Last Updated: October 25, 2010
As open enrollment season approaches and investors keep looking for ways to dig out from their recession-era investment losses, the subject again turns to target funds — mutual funds with investments tailored to the particular retirement date the investor chooses.
Many employer-based retirement plans still offer these funds, which actually haven’t suffered substantial rejection from investors despite heavy losses and equally heavy criticism from federal agencies and politicians since the market collapse of 2008. One of the reasons target funds received such harsh scrutiny was that at the time of the crash, many near-date target funds — those with target dates of 2009 and 2010 — still held abnormally high levels of holdings in equities when they really should have been invested in Treasuries, high-rated bonds and other more secure investments.
A Morningstar report released in March acknowledged that the mutual fund industry responded to this wide criticism by cutting their high fees. Target funds have charged higher fees than, say, index funds because they are based on a fund-of-funds structure that layers a fee on top of the fees incurred by the individual funds. So that’s why it’s critical to understand the fee structure of any fund you invest in. In fact, Morningstar pointed out in March that the best target fund performers were those with the lowest fees.

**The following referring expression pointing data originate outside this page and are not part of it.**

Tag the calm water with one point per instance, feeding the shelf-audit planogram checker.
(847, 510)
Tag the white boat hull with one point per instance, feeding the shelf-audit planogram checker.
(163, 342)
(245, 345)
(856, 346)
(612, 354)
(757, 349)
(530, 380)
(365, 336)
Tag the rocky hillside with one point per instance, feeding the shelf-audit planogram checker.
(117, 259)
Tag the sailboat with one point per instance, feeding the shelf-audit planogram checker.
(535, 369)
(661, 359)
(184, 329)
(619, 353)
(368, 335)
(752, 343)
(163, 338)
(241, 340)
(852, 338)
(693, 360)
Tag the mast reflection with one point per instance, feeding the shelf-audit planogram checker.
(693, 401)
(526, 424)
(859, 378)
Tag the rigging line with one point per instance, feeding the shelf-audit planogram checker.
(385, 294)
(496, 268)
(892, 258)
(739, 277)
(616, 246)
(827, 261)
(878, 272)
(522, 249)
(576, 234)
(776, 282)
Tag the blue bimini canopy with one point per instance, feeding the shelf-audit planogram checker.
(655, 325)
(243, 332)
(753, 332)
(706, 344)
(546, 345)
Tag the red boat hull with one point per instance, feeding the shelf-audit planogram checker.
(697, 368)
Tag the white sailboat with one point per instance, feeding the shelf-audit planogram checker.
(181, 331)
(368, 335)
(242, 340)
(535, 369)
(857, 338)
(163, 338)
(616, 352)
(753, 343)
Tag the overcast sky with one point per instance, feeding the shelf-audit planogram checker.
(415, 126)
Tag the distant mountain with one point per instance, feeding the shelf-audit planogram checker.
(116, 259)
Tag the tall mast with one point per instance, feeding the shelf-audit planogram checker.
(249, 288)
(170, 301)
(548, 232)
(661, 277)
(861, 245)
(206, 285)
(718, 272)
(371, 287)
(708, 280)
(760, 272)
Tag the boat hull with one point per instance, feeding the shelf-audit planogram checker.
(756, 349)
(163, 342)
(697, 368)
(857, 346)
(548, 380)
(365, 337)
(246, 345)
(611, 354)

Keep in mind that target funds will also be getting more transparency based on some recent proposed rule changes from the U.S. Securities and Exchange Commission. Among them:
- Marketing materials for target-based funds would have to disclose asset allocation for the fund by the category and actual name of the funds that reflect the category. This would allow investors to know exactly which mutual funds are used in their particular target fund so they can check individual performance and cost features.
- Fund materials would have to include a table, chart or graph that would show the various asset allocation and particular funds used in those allocations. The chart would be accompanied by a statement that explains how the asset allocation changes over time, how the allocation eventually becomes final and stops changing, the number of years after the target date where the asset allocation is fixed and details on that fixed asset allocation.
- A specific statement about risk tolerance, potential loss of investment and terms under which percentage allocations of investments might be adjusted without a shareholder vote.
So does this closer oversight mean it’s time to go back into funds that automatically invest for you?
It might be a better idea to take a thorough look at your finances before you make that choice. A visit to a financial planner would help you determine whether target funds make sense for your employment-based or independent retirement planning. Here are some basic questions you should be asking before you invest:
Do you know how much money you’ll need to retire? A successful retirement is not all about the retirement date. It’s about the quality and activities you’ll prefer in retirement and how much it will take to afford them. It is one thing to invest in a fund that promises consistent growth until a scheduled retirement date, but what if you need more growth? What if there are specific tax and spending issues that might interfere with putting the right amount of money into such funds each year? This is why individual advice makes sense.
What does your employer know about the target funds they’ve selected on your behalf? The Securities and Exchange Commission (SEC) has also outlined new rules that would make it easier for employers to see what they’re paying to put particular funds into their employee retirement plans. Be an activist. Go down to your benefits department and ask how these new rules are going to affect their selection process of particular fund investments and that they should share these decisions with employees. Ask them if they’re doing anything differently in the selection of these offerings since the rule changes. If they balk, just ask your co-workers to start asking similar questions until all of you get more clarification. At the same time, check the Morningstar rating of any fund your 401(k) invests in.
What if you leave your job? It’s a particularly good idea to talk with a financial planner about any decision to move assets if you leave a company, particularly if those assets are in targeted investments. Make sure your strategy stays in focus.